Permettre à des investisseurs privés de détenir de l’infrastructure publique constitue une mauvaise politique publique pour d’autres raisons. Mentionnons le manque de transparence et de reddition de comptes, le manque d’intégration aux autres services d’infrastructure publics, le risque d’impacts sur l’environnement et la part croissante du pouvoir du privé dans la société.
Plusieurs voix remettent en question la nécessité même d’une banque d’infrastructure ou soutiennent que celle-ci devrait utiliser des fonds publics, comme le font les autres banques d’investissement ou de développement public. Bien qu’il soit vrai que les gros investisseurs privés canadiens, comme les caisses de retraite, sont à la recherche de placements sûrs dans des projets d’infrastructure au pays, on ne voit pas trop pourquoi le gouvernement fédéral devrait leur faciliter la tâche par le biais de ses politiques publiques.

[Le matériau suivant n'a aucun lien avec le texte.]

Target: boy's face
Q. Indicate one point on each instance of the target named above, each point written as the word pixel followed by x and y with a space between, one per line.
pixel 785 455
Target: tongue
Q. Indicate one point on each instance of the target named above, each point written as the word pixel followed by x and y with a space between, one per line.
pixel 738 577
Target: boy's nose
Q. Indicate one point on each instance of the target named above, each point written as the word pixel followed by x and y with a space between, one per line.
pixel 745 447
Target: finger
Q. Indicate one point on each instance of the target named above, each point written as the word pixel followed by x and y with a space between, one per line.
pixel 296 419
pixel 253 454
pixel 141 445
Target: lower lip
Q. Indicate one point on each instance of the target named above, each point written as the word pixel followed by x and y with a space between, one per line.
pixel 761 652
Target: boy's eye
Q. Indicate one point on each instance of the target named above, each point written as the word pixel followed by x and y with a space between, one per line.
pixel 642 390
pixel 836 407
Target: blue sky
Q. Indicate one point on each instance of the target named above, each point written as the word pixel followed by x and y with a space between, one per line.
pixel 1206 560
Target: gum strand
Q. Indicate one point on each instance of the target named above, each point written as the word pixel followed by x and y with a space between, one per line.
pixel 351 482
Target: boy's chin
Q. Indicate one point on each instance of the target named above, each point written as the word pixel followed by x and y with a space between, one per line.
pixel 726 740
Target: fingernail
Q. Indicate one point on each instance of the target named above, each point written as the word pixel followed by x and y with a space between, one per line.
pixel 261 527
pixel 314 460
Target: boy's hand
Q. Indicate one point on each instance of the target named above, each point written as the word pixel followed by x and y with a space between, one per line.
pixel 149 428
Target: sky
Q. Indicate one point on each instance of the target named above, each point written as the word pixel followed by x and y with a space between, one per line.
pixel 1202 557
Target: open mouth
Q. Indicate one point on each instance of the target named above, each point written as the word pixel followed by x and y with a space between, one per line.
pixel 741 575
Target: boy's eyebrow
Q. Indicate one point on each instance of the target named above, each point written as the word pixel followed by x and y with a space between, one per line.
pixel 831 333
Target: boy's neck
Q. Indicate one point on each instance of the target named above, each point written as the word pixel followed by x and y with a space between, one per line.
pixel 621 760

PPP : les coûts augmentent et le niveau de services diminue
Le SCFP a accueilli avec plaisir la décision du gouvernement fédéral d’éliminer l’évaluation obligatoire des grands projets d’infrastructure en mode PPP. Nous sommes aussi heureux que PPP Canada ait fermé ses portes. Mais la mise sur pied de la Banque de l’infrastructure du Canada démontre que ce gouvernement est favorable à la privatisation de l’infrastructure publique.
Pendant ce temps, les preuves s’accumulent contre les PPP. La vérificatrice générale de l’Ontario a examiné 74 PPP dans la province et conclu qu’ils coûtent en moyenne près de 30 pour cent de plus que les projets dont le financement et l’exploitation sont publics. En 2018, une étude du Columbia Institute concluait que la Colombie-Britannique avait payé au moins 3,7 milliards de dollars en trop pour 17 PPP, comparativement à ce que ces projets auraient coûté si des appels d’offres publics traditionnels avaient été lancés. En santé, le coût plus élevé des PPP donne déjà lieu à des diminutions des services publics de première ligne dans plusieurs provinces. Pourtant, certains persistent à dire qu’ils sont plus économiques! Or, les PPP ne permettent pas d’économiser. Ils ne font que refiler des coûts et des dettes plus élevés aux générations futures.
L’engagement du gouvernement fédéral à renouveler l’infrastructure au cours de la prochaine décennie est impressionnant en soi, mais insuffisant devant l’ampleur du déficit en infrastructure. Le fédéral espère combler l’écart avec le financement du secteur privé, mais ce n’est pas la bonne solution. On ne peut pas continuer à refiler la facture de l’infrastructure aux générations futures. Au lieu de laisser ce fardeau à nos enfants, laissons-leur de l’eau potable, des installations de traitement des eaux usées, des réseaux de transport en commun efficaces et une bonne infrastructure sociale entièrement publique.